Juso-Chef über die SPD: „Wir sind der Stachel im Fleisch“
Der Juso-Vorsitzende Sascha Vogt erwartet von der SPD-Spitze „eine stärkere Abgrenzung von Schwarz-Gelb“. Zum Beispiel beim Asylrecht.
taz: Herr Vogt, gebraucht oder geduldet – welche Rolle spielen die Jusos innerhalb der SPD?
Sascha Vogt: Eine wichtige Rolle. Wir sind der Stachel im Fleisch der SPD. Wir sorgen dafür, dass in der Partei notwendige Debatten geführt werden.
Sie vertreten 67.000 Mitglieder, so viele, wie die Linkspartei hat. Welche Handlungsoptionen ergeben sich aus dieser Größe?

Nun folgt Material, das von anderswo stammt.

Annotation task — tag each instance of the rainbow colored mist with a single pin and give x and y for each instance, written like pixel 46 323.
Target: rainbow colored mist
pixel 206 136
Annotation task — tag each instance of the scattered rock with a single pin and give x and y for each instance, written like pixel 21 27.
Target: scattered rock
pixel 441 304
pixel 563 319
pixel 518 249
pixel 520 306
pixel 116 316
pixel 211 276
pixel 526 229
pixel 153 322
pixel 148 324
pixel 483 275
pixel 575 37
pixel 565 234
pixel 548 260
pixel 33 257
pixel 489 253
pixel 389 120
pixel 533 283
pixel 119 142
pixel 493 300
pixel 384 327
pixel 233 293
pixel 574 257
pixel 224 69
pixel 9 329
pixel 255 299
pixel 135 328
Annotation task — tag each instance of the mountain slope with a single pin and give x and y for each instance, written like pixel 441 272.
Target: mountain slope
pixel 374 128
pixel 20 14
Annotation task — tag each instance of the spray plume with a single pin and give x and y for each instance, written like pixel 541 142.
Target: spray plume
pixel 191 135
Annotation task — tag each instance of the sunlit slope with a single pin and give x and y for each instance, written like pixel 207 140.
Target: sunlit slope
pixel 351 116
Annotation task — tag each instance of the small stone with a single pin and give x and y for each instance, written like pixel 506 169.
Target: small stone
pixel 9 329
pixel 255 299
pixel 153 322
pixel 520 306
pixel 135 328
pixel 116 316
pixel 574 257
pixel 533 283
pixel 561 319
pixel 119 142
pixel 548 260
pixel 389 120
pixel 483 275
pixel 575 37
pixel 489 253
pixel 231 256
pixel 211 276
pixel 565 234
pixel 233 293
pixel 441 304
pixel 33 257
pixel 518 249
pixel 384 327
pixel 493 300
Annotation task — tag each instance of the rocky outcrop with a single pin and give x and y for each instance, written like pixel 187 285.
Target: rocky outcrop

Die Partei braucht uns, um erfolgreich Wahlkampf machen zu können. Jeder in der SPD weiß, dass wir auf allen Ebenen Debatten anstoßen können. Nehmen wir die Rentendiskussion – da gehören wir natürlich zu denen, die sich gegen die weitere Privatisierung ausgesprochen haben. Das vollzieht die Partei jetzt nach. Wir haben viele Delegierte auf Parteitagen. Das wissen auch Sigmar Gabriel und Peer Steinbrück.
Am Wochenende findet in Magdeburg der Juso-Bundeskongress statt. Was werden dort die wichtigsten Themen sein?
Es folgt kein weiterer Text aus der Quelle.